Hemograma: tudo o que você precisa saber para sua prática clínica!
O hemograma é um dos exames laboratoriais mais solicitados na prática médica. Isso porque ele oferece uma visão ampla do estado hematológico do paciente, permitindo a avaliação das três principais linhagens celulares do sangue: hemácias, leucócitos e plaquetas. Embora o exame completo seja o mais comum, também é possível solicitar suas divisões: eritrograma, leucograma ou plaquetograma isoladamente, conforme a hipótese clínica.
O que é considerado normal no hemograma?
Antes de interpretarmos os dados do exame, é fundamental compreender o conceito de valores de referência. Em geral, os intervalos considerados normais são aqueles encontrados em 95% da população saudável. Portanto, é esperado que 5% dos indivíduos saudáveis apresentem resultados discretamente fora da faixa, sem necessariamente indicar qualquer patologia.
Além disso, pequenos desvios — para cima ou para baixo — devem ser sempre avaliados dentro do contexto clínico.
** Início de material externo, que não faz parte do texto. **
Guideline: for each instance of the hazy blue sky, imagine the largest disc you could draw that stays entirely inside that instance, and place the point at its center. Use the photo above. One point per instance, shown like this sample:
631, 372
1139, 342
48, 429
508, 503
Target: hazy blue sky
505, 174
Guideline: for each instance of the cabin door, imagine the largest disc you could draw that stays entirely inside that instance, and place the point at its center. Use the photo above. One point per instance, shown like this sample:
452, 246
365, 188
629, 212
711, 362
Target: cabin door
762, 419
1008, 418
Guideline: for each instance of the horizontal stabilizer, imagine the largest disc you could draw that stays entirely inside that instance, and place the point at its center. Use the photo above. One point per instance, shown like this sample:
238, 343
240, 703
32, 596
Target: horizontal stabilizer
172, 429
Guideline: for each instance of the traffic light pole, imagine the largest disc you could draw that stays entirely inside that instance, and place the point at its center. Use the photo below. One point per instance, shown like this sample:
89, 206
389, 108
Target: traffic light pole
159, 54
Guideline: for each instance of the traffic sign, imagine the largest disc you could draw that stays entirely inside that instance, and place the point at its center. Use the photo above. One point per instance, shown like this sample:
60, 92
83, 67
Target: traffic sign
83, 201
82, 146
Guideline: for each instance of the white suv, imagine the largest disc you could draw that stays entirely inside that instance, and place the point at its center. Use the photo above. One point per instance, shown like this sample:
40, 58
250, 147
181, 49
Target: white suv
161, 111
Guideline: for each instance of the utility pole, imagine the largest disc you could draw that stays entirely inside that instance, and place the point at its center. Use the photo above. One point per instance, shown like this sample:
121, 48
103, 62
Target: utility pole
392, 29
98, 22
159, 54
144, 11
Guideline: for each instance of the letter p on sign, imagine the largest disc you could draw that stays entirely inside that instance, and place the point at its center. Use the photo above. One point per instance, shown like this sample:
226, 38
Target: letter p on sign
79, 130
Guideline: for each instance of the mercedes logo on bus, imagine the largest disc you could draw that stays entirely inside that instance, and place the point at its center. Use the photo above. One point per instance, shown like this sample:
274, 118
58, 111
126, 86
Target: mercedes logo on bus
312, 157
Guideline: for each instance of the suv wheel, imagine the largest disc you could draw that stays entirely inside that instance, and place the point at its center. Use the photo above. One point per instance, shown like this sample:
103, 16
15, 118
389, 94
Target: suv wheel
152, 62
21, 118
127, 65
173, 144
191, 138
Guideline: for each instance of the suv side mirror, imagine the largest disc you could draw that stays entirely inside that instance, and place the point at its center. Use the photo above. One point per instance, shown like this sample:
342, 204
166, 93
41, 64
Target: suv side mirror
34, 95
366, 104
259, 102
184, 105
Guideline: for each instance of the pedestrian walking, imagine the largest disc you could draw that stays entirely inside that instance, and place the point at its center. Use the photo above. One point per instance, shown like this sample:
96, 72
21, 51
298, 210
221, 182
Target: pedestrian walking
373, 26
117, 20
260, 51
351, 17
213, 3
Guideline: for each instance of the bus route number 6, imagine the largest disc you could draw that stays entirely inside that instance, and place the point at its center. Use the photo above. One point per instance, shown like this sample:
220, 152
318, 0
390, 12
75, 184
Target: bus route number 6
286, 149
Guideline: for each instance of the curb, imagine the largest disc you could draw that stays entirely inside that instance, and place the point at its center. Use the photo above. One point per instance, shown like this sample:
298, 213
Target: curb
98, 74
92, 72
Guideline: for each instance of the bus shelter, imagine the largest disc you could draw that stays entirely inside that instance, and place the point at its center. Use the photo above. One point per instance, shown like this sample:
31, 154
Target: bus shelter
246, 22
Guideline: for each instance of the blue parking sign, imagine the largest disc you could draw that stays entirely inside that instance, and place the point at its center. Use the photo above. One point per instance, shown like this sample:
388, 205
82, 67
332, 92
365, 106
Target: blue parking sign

Isso porque fatores como idade, sexo, altitude da residência, tabagismo e uso de medicamentos podem interferir nos resultados.
Eritrograma: como avaliar as hemácias
O eritrograma é o primeiro componente do hemograma. Portanto, ele avalia os eritrócitos (hemácias), células responsáveis pelo transporte de oxigênio, por meio da hemoglobina. Assim, sua análise é fundamental na investigação de anemias e policitemias.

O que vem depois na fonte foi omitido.